For people constantly looking for updates on bitcoin price, this one is going to top the list. BTC price has been constantly in the speculation, specially after it reached an all time high to about $20000 in December 2017, and consistently tumbled, crashing the cryptocurrency market.
According to a paper released on Wednesday by an academic from University of Texas, with a history of spotting fraud in financial markets, a concentrated campaign of price manipulation may have accounted for at least half of the increase in the price of Bitcoin and other big cryptocurrencies last year.
Released on June 13, 2018, the paper, entitled “Is Bitcoin Really Un-Tethered?”, was written by John Griffin and Ph.D. candidate Amin Shams. The former is a professor of finance at the University of Texas, and the latter is a Ph.D. candidate at the same institution.
Many industry players expressed concern at the time that the prices were being pushed up at least partly by activity at Bitfinex, one of the largest and least regulated exchanges in the industry.
The researchers continue:
“These effects are present only after negative returns and periods following the printing of Tether.
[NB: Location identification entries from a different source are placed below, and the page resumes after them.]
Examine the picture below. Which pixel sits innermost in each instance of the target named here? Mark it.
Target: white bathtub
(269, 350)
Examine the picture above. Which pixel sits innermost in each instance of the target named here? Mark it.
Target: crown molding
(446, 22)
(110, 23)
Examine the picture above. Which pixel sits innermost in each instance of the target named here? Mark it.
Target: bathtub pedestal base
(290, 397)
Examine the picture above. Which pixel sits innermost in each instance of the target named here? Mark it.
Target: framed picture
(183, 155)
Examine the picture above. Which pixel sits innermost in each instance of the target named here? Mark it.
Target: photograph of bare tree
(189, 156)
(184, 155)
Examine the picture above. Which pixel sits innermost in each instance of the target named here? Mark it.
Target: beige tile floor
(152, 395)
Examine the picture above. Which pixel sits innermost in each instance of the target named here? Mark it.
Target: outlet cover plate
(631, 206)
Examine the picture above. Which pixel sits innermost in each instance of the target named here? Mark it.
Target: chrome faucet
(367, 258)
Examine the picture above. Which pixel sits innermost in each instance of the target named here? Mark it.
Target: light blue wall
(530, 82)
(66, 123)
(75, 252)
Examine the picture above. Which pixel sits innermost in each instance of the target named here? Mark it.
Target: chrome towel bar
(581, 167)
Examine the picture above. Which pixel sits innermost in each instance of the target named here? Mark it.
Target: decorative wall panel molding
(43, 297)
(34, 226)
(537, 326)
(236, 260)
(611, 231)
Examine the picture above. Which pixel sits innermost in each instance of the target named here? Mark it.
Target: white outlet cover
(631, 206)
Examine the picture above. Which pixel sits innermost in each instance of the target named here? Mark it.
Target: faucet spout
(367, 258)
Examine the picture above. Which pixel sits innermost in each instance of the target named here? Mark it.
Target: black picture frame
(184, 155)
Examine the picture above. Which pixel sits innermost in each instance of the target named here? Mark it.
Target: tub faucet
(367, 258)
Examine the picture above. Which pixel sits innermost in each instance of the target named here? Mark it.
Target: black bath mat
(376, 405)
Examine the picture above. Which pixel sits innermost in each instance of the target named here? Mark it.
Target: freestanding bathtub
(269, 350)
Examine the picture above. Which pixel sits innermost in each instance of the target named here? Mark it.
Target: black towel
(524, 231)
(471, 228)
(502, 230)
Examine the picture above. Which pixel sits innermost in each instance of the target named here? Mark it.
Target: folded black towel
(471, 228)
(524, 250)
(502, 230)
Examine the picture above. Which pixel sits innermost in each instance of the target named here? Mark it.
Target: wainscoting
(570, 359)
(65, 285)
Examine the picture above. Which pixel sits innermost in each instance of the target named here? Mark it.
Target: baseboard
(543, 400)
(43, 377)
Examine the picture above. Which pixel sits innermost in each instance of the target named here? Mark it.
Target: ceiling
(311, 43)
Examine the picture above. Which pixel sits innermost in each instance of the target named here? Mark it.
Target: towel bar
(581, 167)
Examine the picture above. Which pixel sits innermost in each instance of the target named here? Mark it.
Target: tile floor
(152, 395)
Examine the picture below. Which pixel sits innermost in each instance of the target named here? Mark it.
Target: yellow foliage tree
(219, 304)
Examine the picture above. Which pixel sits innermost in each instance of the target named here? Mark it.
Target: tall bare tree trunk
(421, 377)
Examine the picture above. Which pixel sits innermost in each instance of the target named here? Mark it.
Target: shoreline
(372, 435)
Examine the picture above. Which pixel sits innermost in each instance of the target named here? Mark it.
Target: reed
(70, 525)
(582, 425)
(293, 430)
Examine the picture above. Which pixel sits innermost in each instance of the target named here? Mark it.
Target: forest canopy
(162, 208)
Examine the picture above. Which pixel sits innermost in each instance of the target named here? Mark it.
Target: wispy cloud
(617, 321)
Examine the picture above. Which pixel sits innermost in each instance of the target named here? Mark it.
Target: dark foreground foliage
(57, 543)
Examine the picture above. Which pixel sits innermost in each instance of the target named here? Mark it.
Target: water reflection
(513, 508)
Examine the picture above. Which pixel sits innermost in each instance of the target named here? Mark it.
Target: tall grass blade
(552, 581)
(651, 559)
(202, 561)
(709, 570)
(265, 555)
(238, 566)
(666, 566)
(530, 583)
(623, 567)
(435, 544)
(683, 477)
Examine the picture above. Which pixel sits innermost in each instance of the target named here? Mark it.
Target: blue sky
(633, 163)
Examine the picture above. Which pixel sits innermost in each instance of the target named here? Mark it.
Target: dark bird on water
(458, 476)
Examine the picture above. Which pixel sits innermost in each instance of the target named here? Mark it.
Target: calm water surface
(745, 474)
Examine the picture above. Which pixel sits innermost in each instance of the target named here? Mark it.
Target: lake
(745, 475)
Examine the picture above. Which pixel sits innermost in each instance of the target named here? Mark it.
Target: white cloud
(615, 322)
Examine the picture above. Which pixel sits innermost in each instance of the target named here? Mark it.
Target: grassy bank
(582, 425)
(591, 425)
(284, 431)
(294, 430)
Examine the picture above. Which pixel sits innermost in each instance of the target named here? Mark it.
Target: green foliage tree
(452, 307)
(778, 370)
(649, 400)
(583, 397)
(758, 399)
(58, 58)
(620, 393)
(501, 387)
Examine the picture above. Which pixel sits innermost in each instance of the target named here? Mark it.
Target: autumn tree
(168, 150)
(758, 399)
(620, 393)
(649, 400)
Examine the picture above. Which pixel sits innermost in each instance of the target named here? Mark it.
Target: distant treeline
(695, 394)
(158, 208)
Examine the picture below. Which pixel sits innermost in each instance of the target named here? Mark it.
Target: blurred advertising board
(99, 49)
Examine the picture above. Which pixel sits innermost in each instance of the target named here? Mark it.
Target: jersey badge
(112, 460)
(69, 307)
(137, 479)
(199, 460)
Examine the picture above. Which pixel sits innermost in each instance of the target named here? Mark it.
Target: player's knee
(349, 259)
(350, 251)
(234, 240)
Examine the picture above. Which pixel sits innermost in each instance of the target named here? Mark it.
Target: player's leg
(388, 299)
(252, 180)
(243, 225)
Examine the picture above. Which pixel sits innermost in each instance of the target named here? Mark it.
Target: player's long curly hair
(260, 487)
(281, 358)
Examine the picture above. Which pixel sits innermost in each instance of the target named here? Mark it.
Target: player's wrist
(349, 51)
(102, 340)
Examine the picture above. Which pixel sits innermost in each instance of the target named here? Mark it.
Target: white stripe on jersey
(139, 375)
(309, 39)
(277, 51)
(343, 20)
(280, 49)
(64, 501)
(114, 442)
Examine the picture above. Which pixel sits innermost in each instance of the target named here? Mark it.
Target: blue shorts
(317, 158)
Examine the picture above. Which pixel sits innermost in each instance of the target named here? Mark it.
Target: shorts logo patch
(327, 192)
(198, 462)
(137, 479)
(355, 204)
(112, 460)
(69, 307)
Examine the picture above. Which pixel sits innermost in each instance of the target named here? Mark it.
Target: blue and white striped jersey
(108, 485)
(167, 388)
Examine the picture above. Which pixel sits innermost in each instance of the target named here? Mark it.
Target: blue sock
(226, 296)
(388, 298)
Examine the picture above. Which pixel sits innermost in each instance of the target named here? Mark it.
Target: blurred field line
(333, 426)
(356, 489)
Indeed, even less than 1% of extreme exchange of Tether for Bitcoin has substantial aggregate price effects. The buying of Bitcoin with Tether also occurs more aggressively right below salient round-number price thresholds where the price support might be most effective.”
It was highly believed that it was mainly through Bitfinex that Tether dollars make their way into the world. Additional allegations have popped up regarding Bitfinex, including an alleged link to Colombian cocaine – two fraudulent companies had deposited money linked to drug trafficking in a Polish bank account apparently belonging to Bitfinex. The exchange denied the allegations.